Implements the rescaled bootstrap method for variance estimation in survey data, supporting both stratified simple random sampling and multistage complex designs.
Usage
rescaled_bootstrap(
data,
y,
strata,
N_h = NULL,
psu = NULL,
weights = NULL,
estimator,
by_strata = TRUE,
B = 200,
m_h = NULL,
seed = NULL,
verbose = TRUE
)Arguments
- data
A data frame containing the survey data.
- y
A character string specifying the variable name to be used for the target variable.
- strata
A character string specifying the stratification variable.
- N_h
Optional vector of stratum population sizes, used for the finite population correction (FPC). Can be a single value (applied to all strata) or one value per stratum.
- psu
Optional character string specifying the Primary Sampling Unit (PSU) variable. Required for multistage complex designs.
- weights
Optional character string specifying the sampling weight variable. Required for complex designs with unequal inclusion probabilities.
- estimator
A function that computes the statistic of interest, accepting arguments
estimator(y, weights)for complex designs orestimator(y)for simple designs.- by_strata
Logical; if
TRUE, variances are computed separately by stratum.- B
Integer; number of bootstrap replicates (default = 200).
- m_h
Optional vector of bootstrap sample sizes per stratum (PSUs for complex designs). If
NULL, defaults to \(m_h = \lfloor (n_h - 2)^2 / (n_h - 1) \rfloor\).- seed
Optional integer for reproducibility.
- verbose
Logical; if
TRUE(default), displays a progress bar during bootstrap iterations.
Value
A list containing:
- variance
Bootstrap variance estimate
- boot_estimates
Vector of B bootstrap estimates
- B
Number of bootstrap replicates
- by_strata
if variance is computed by stratum or overall
- design
if the sampling design is complex or simple
- strata_info
Returns information about number of observations/PSUs per stratum
- call
The matched function call.
Details
The rescaled bootstrap is a resampling technique designed for complex survey data that preserves stratification and primary sampling unit (PSU) structure, providing consistent variance estimation for both smooth and non-smooth statistics. The methodology is based on Rao and Wu (1988) and Rao et al. (1992) .
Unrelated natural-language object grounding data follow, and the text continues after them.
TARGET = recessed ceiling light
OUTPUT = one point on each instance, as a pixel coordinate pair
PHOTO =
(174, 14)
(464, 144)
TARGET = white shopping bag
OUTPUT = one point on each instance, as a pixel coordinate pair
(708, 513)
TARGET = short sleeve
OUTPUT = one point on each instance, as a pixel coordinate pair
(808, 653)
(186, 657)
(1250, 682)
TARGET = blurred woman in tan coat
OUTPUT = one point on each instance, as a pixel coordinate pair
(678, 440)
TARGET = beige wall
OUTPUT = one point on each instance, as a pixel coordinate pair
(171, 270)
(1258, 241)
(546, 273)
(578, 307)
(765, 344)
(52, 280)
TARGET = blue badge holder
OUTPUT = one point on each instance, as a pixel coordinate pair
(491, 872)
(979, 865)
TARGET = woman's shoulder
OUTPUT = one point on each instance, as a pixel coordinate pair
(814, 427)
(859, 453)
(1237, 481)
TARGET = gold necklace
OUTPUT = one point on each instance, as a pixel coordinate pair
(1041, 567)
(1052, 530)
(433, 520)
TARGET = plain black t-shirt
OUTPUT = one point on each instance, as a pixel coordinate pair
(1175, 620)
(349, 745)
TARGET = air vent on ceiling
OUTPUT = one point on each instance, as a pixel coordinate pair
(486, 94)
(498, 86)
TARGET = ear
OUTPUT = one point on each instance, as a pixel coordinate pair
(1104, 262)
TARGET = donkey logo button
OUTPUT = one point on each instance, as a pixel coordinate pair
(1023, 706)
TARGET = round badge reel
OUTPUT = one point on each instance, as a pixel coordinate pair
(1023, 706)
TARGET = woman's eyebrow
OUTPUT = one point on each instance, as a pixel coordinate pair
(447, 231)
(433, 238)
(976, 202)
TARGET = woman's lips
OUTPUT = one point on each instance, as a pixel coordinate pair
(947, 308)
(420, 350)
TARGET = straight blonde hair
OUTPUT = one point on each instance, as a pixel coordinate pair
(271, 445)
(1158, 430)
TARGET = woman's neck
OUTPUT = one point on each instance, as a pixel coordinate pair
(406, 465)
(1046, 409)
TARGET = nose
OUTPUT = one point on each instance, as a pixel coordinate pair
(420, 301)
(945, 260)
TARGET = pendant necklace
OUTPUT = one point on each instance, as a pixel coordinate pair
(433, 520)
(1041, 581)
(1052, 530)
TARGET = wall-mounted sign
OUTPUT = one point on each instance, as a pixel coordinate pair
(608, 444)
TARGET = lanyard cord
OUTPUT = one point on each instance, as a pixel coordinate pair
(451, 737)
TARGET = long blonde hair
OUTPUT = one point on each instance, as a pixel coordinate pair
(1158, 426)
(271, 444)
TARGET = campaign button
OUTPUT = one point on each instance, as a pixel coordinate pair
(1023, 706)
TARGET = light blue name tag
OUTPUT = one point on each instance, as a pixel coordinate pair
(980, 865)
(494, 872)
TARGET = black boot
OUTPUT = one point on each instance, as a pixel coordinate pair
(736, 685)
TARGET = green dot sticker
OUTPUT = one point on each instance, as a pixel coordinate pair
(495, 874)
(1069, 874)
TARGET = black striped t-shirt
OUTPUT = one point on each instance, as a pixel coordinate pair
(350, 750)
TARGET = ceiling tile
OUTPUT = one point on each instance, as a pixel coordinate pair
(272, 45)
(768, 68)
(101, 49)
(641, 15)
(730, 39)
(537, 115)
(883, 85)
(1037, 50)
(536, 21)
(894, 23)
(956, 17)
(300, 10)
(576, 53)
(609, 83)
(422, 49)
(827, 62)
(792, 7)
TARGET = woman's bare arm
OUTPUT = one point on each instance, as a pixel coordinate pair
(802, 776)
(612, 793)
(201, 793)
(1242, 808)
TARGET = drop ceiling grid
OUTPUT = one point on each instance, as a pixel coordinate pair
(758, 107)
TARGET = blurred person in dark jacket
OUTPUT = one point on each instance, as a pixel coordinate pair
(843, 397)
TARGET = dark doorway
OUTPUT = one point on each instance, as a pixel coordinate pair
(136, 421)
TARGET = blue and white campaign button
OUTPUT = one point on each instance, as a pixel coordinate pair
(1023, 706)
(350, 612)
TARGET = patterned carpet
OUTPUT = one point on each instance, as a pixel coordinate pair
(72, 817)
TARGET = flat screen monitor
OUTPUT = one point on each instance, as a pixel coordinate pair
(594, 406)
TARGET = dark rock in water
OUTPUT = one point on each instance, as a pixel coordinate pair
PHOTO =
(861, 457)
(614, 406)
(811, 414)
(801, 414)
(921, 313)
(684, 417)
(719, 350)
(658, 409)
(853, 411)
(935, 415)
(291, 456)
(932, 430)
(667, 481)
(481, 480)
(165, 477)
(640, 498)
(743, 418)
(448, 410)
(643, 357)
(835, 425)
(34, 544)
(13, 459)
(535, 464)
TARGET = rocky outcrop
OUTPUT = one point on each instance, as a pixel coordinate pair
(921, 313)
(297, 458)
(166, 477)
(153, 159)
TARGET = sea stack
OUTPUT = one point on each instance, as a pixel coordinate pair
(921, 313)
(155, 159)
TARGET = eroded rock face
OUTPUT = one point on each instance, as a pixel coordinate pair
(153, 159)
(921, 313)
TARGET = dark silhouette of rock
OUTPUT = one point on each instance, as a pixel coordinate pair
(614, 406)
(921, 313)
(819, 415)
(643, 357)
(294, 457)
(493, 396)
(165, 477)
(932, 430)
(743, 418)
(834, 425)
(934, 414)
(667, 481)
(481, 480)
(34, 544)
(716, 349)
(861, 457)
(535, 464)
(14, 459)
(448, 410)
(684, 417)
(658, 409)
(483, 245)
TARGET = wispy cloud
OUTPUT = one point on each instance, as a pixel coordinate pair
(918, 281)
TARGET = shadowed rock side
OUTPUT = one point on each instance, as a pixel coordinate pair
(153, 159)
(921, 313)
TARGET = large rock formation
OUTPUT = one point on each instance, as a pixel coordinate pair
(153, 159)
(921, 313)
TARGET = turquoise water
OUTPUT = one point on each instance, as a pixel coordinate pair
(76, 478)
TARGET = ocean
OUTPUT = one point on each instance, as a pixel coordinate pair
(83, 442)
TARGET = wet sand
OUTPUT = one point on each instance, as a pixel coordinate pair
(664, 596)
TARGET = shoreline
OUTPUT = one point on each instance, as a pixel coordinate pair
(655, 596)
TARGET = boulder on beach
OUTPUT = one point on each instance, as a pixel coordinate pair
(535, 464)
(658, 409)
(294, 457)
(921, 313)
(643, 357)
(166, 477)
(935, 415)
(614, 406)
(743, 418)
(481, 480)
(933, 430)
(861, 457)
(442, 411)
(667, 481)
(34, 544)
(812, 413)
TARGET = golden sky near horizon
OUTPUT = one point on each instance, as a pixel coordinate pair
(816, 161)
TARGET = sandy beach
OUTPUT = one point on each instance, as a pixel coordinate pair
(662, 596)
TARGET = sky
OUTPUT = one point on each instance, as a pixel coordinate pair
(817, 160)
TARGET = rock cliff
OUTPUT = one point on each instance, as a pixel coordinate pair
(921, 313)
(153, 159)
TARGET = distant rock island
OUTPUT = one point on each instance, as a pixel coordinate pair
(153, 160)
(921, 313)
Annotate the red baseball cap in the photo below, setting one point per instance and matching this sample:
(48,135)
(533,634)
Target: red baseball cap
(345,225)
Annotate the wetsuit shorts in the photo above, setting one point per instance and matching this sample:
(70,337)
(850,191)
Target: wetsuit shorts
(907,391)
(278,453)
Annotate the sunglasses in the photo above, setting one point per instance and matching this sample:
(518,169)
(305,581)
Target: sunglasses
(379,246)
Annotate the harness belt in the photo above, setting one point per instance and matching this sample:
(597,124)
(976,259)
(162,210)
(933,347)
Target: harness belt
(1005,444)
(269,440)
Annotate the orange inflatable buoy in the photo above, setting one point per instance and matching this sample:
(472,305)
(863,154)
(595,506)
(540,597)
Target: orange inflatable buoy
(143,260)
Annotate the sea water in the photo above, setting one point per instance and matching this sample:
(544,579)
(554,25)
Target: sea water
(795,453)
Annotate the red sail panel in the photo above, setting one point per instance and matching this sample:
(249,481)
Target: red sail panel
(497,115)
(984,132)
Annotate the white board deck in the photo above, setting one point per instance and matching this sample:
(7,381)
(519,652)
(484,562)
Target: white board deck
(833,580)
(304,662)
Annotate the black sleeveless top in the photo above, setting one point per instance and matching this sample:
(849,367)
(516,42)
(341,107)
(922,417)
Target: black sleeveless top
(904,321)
(1) Stratified Simple Random Sampling design
Consider a finite population divided into \(H\) strata, each of size \(N_h\), with a sample of size \(n_h\) selected independently in each \(h\) stratum. Suppose to be interested on some \(\theta\) parameter, with \(\hat{\theta}\) sampling estimator. For each \(b\) bootstrap replicate, \(b = \ldots, B\):
Draw a bootstrap sample of size \(m_h\) with replacement from the \(n_h\) sampled units. By default, \(m_h = \lfloor (n_h - 2)^2 / (n_h - 1) \rfloor \approx n_h - 3\).
Compute rescaled bootstrap values: $$ \tilde{y}_{hj}^{*(b)} = \bar{y}_h + \sqrt{\frac{m_h(1-f_h)}{n_h - 1}} (y_{hj}^{*(b)} - \bar{y}_h), $$ where \(y_{hj}^*\) is the bootstrap observation, \(f_h = n_h / N_h\) is the sampling fraction and \(\bar{y}_h\) is the sample stratum mean.
Compute the statistic of interest \(\hat{\theta}^{*(b)}\) using rescaled values.
The bootstrap variance is then given by: $$ \widehat{V}_{boot}(\hat{\theta}) = \frac{1}{B-1} \sum_{b=1}^{B} \left( \hat{\theta}^{*(b)} - \hat{\bar{\theta}}^{*} \right)^2, \qquad \hat{\bar{\theta}}^{*} = \frac{1}{B} \sum_{b=1}^{B} \hat{\theta}^{*(b)}. $$
(2) Two-Stage Stratified Sampling design
For designs with PSUs and sampling weights:
Within each stratum \(h\), draw \(m_h\) PSUs with replacement from the \(n_h\) sampled PSUs. By default, \(m_h = \lfloor (n_h - 2)^2 / (n_h - 1) \rfloor \approx n_h - 3\).
Let \(m_{hi}^{(b)}\) denote the number of times PSU \(i\) is selected in replicate \(b\). Each observation in the \(i\)-th PSU is assigned a rescaled bootstrap weight: $$ w_{hij}^{*(b)} = \left[ 1 - c_h + c_h \frac{n_h}{m_h} m_{hi}^{(b)} \right] w_{hij}, \qquad c_h = \sqrt{\frac{m_h}{n_h - 1}}. $$ \(w_{hij}\) is the sampling weight associtaed to individual \(j\) in PSU \(i\) in stratum \(h\)-
The statistic \(\hat{\theta}^{*(b)}\) is computed using the rescaled weights.
The rescaled bootstrap variance estimate is then: $$ \widehat{V}_{boot}(\hat{\theta}) = \frac{1}{B-1} \sum_{b=1}^{B} \left( \hat{\theta}^{*(b)} - \bar{\theta}^{*} \right)^2. $$
Multiple estimators
The estimator argument accepts any function with signature
f(y, weights) (complex design) or f(y) (simple design),
including functions from this package and user-defined ones.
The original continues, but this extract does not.